Just as one example, 8 years ago Florida switched our company from quarterly to monthly reporting  for sales taxes.  They did this in the middle of a quarter, so the reporting for that quarter was a funny mix of a partial quarter plus one monthly report.  The next year a letter was triggered automatically from their system saying I hadn't submitted two months of reports.  It took me several hours and multiple phone calls and two faxed letters to get them to understand the situation and promise to update their system.  Frustrating but case closed.  Or not.  Their system again triggered a threatening letter to me over the same issue in December 2004.  And then 2005.  And 2006.  2007.  2008.  2009.  This comes up again every dang year.  Every year after hours of work someone swears I have finally found the right person and I would never hear about it again.  But the next year it pops up yet again.  In 2009 they actually sent a sheriff to our Florida location to start attaching assets over the non-issue.

6 Comments

  1. John Moore:

    It's not just government. Five years ago, Bank of America, with whom I have personal and business accounts and have had for 25 years, ignored my request to cancel a credit card. They apparently re-issued the card, and then, when I didn't pay the $79 card fee, turned it over to a collection agency. I had never seen any of the bills. When I got a call from a collection agency, I just paid to make them go away.

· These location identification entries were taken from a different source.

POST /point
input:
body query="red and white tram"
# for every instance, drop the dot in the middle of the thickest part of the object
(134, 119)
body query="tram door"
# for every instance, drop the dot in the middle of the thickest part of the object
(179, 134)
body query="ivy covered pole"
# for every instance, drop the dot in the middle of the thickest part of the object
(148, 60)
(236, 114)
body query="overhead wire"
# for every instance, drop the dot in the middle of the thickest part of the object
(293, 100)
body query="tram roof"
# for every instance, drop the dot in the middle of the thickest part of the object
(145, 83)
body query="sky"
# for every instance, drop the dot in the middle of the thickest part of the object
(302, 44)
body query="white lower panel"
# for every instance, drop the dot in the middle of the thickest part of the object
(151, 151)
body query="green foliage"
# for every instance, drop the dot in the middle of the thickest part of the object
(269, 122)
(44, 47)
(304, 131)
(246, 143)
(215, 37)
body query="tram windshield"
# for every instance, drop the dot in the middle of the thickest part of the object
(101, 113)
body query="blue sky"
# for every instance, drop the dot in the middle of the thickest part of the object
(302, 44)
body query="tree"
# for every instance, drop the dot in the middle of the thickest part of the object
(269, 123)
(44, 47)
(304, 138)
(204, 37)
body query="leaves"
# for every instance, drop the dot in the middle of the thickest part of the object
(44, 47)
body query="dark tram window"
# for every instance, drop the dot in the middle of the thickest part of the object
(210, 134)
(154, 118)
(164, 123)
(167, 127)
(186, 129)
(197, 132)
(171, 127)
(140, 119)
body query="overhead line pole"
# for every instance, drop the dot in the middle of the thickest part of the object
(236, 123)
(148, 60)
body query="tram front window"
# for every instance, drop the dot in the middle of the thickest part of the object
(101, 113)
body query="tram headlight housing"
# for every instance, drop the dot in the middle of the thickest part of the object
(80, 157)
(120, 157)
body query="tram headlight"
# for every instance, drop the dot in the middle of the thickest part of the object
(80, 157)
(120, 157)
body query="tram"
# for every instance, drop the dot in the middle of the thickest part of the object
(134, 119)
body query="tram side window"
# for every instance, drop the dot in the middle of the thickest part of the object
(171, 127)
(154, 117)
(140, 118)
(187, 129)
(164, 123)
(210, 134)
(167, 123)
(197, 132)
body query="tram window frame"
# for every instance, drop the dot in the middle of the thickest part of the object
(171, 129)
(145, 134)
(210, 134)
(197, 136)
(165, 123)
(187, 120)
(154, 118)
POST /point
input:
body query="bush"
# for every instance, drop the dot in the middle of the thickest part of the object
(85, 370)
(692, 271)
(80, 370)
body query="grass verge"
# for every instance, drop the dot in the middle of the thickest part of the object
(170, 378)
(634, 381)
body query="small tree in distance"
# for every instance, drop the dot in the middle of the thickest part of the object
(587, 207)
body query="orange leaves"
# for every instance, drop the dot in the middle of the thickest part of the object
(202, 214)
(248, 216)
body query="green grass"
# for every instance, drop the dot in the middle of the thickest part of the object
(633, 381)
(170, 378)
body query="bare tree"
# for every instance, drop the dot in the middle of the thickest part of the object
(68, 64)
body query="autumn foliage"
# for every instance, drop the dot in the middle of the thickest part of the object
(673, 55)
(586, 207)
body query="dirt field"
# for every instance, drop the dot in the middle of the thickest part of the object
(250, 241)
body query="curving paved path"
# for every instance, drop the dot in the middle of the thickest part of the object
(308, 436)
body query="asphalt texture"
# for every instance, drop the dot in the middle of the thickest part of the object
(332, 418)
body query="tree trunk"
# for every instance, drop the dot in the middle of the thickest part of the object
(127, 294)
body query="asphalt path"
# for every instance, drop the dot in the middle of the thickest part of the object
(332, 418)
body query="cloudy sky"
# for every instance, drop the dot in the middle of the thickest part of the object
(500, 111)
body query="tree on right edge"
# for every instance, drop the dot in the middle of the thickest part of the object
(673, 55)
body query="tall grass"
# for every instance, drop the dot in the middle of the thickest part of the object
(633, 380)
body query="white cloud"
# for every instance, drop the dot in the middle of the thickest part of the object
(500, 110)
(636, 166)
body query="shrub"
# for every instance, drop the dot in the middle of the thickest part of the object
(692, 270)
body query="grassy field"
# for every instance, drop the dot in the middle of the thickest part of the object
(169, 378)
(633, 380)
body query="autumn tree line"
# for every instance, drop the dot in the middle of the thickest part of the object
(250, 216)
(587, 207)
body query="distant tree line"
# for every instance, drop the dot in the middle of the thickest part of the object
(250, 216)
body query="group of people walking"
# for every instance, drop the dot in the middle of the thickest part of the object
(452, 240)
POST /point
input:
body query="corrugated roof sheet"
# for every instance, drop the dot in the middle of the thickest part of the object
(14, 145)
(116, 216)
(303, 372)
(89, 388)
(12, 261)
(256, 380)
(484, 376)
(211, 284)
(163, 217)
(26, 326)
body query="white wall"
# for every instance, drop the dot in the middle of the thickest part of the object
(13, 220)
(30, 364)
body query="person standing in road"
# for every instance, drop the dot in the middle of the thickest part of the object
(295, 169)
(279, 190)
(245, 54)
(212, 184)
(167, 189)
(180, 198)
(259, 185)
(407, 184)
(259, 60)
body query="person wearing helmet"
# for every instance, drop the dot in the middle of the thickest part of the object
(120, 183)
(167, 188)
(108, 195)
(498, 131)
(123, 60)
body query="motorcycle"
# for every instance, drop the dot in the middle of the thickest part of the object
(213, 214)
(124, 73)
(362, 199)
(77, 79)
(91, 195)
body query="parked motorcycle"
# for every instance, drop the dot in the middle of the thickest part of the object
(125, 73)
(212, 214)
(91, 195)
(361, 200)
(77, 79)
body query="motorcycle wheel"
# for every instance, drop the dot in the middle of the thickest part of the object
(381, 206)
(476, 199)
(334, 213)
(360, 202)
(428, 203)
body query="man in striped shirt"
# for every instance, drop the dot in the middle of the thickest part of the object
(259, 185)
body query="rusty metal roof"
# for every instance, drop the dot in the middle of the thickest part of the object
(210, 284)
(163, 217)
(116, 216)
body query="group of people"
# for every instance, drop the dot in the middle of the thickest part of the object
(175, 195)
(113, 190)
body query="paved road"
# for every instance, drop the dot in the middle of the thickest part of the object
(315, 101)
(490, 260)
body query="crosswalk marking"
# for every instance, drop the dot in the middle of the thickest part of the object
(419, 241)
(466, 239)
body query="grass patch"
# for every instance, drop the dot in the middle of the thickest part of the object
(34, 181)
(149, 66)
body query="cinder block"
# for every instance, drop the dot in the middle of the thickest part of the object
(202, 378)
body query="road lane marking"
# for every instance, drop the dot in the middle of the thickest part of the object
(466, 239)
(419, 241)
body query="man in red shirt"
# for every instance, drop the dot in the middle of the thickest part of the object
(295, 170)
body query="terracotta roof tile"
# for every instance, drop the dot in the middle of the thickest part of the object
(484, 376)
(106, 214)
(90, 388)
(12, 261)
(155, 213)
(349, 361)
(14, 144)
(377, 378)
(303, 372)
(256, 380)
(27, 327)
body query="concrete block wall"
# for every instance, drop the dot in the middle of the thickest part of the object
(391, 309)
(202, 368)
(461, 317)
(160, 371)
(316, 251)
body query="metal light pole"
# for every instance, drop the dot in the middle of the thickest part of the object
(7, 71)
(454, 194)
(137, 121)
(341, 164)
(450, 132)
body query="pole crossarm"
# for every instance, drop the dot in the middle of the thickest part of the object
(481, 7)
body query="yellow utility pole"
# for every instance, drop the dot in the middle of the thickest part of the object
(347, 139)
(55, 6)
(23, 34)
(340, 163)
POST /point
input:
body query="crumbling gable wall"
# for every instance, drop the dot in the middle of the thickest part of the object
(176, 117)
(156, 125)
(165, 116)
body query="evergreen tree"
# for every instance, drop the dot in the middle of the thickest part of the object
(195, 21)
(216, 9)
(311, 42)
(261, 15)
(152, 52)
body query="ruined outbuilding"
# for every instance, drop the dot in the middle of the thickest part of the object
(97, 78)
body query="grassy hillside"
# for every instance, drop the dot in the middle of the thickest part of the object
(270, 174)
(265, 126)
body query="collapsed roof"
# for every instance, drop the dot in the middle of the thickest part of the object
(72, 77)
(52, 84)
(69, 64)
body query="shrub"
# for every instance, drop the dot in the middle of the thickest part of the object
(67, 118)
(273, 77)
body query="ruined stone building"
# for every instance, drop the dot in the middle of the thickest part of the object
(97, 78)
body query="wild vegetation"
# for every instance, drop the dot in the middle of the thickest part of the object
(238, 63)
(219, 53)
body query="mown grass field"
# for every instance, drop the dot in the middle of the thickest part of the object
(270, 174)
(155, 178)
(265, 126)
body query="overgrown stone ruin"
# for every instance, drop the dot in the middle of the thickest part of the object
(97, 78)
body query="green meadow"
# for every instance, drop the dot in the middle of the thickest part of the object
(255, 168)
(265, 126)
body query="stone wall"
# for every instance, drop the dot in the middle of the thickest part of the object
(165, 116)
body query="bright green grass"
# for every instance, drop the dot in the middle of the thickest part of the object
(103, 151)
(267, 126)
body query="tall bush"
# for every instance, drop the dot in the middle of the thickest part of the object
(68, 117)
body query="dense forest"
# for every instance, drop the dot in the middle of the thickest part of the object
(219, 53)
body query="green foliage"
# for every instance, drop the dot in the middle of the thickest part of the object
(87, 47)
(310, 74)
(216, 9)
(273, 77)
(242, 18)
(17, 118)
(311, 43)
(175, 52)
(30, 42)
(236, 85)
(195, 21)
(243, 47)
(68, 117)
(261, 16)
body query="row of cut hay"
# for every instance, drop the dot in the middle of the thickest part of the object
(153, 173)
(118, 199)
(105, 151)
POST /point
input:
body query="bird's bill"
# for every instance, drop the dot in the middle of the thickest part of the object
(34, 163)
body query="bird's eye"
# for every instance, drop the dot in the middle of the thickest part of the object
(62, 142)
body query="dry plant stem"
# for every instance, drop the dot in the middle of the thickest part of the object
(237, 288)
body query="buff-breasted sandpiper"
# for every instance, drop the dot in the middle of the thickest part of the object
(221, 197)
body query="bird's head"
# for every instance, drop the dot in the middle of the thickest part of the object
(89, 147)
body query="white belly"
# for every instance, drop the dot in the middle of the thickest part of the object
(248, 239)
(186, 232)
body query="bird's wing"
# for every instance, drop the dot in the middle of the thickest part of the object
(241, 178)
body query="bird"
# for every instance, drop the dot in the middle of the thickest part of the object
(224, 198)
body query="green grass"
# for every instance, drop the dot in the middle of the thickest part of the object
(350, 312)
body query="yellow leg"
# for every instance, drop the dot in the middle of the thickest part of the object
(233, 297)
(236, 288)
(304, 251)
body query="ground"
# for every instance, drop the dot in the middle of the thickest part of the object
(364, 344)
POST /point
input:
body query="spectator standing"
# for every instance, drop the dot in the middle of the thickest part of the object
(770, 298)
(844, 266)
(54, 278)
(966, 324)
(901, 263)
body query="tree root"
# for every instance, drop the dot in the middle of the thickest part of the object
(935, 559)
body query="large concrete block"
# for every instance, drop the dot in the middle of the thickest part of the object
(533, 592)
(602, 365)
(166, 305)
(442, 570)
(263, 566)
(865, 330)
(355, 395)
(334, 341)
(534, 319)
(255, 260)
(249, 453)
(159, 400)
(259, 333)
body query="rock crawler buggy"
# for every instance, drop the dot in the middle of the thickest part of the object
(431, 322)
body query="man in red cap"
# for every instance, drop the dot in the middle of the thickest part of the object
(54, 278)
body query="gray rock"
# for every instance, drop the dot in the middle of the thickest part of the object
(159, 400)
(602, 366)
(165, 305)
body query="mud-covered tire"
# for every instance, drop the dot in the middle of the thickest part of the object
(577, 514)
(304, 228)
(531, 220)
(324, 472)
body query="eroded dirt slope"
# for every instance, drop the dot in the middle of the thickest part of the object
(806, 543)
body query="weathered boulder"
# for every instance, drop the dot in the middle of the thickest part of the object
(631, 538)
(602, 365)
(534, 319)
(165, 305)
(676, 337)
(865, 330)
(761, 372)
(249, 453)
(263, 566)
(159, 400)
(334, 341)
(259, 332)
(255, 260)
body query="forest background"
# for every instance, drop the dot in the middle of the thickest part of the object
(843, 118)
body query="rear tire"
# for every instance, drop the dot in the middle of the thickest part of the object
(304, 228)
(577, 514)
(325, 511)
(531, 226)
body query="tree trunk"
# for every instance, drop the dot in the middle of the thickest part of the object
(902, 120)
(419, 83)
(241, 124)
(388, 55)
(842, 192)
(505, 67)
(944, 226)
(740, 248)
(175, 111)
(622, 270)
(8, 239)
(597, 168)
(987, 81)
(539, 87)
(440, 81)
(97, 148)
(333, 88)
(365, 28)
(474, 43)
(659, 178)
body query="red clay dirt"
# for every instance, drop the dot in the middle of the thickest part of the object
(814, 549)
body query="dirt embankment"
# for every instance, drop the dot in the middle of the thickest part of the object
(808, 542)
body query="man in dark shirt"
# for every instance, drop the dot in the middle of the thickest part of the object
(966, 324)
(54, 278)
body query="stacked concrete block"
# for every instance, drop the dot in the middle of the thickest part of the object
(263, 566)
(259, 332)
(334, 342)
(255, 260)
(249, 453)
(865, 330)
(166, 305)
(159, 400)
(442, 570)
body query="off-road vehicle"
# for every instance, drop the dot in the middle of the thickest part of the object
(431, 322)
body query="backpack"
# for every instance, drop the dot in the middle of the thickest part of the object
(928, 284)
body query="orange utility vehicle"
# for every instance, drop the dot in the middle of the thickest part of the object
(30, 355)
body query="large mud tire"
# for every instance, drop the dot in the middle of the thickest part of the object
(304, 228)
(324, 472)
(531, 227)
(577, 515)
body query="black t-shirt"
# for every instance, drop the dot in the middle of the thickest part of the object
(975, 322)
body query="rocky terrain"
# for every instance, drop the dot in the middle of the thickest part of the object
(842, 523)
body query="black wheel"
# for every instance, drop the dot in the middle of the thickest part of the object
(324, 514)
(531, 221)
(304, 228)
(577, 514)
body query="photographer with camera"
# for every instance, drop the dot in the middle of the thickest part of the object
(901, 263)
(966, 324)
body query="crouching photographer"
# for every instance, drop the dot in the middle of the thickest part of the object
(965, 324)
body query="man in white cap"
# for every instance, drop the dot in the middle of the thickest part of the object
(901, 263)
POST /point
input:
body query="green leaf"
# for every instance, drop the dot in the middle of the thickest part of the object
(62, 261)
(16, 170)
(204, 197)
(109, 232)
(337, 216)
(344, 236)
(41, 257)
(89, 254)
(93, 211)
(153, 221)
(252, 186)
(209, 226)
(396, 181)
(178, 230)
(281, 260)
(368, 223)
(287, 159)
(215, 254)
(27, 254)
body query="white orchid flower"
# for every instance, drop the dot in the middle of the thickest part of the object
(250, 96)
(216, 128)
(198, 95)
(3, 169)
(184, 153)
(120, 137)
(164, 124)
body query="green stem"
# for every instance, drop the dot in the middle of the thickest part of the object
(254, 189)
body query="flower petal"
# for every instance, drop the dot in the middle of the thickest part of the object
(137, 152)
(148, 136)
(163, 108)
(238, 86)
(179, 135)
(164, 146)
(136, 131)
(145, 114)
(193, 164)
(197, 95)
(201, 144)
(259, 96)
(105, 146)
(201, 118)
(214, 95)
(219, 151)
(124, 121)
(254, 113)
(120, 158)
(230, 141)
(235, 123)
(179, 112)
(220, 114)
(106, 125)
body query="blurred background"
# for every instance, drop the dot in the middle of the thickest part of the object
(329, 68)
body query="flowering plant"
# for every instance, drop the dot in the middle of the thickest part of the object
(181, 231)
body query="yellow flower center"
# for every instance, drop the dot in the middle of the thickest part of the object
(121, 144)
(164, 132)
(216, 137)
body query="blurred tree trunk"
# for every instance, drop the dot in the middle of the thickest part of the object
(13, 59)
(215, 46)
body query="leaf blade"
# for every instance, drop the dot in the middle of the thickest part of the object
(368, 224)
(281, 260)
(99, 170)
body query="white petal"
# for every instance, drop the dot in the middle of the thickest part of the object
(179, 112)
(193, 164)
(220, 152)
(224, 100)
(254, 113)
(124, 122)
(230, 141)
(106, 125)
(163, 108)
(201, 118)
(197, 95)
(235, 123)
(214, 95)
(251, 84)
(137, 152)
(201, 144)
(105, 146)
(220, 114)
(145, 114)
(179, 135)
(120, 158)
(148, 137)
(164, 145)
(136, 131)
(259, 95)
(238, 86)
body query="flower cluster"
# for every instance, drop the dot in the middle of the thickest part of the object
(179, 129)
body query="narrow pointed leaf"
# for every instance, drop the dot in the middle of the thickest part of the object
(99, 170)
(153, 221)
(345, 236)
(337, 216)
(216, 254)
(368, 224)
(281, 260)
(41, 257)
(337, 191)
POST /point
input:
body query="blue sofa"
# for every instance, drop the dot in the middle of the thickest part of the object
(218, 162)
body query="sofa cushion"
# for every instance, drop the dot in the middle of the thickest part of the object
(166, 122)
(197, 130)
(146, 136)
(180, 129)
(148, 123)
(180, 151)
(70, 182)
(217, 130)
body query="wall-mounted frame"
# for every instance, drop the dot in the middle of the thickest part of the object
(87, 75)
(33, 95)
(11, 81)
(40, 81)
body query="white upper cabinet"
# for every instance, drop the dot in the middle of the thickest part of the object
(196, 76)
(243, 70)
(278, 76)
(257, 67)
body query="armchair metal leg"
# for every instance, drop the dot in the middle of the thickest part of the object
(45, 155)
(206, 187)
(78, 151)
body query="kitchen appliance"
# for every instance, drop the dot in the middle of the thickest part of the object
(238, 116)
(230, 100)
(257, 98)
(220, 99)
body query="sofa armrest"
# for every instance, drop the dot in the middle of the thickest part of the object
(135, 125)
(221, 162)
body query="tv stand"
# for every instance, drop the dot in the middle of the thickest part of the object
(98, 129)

    I just discovered this recently when the same large bank denied me a credit card, because there was a "write-off" on my credit report. Yep, they were the folks who had done the write-off. I hadn't been monitoring my credit (my thinking... why bother when I always pay my bills on time), so I just discovered this write-off when applying for the card.

    Many hours of frustration, phone calls not returned, and dealing with people who say "since you paid the collection agency, you acknowledged the debt, so we can't un-report it" has led me to believe that big businesses can be just as idiotic, just as inhuman, and just as frustrating as the government. The only difference is they don't have guns, although they can (as has been shown with the foreclosure mess) cause people with guns to come out and evict you for no good reason.

    This leads me to wonder why we put up with such things, either from the government or the big corporations. Naturally, I didn't know my bank behaved in such a manner until long after the damage was done.

    I don't see how the Libertarians are going to help with this sort of corporate asininity. The whole society is just going down the drain.

  2. perlhaqr:

    What if you just filed the reports?

  3. Orion:

    At least Connecticut switched me to monthly at the end of the quarter. I just had that exact same experience. Since I do primarily mail order I am dreading the day when I have to collect, report, and return sales tax to each and every state I ship to.

  4. tehag:

    Isn't there a great work of literature about this situation? I believe it's called Les Miserables. I believe the fix is called "guillotine."

  5. Matthew Brown:

    If he filed the reports, they'd then decide he owed tax he'd already paid. There's no winning on that one.

  6. Ted Rado:

    I admire you folks who run a private business. I always worked for a large corporation before I retired, so didn't have to deal with such BS. In your shoes, I would probably have cussed or punched sombody and got arrested. You guys have the patience of saints and should get medals!!

    A thought. In this computer age, couldn't much of this sea of record keeping be avoided?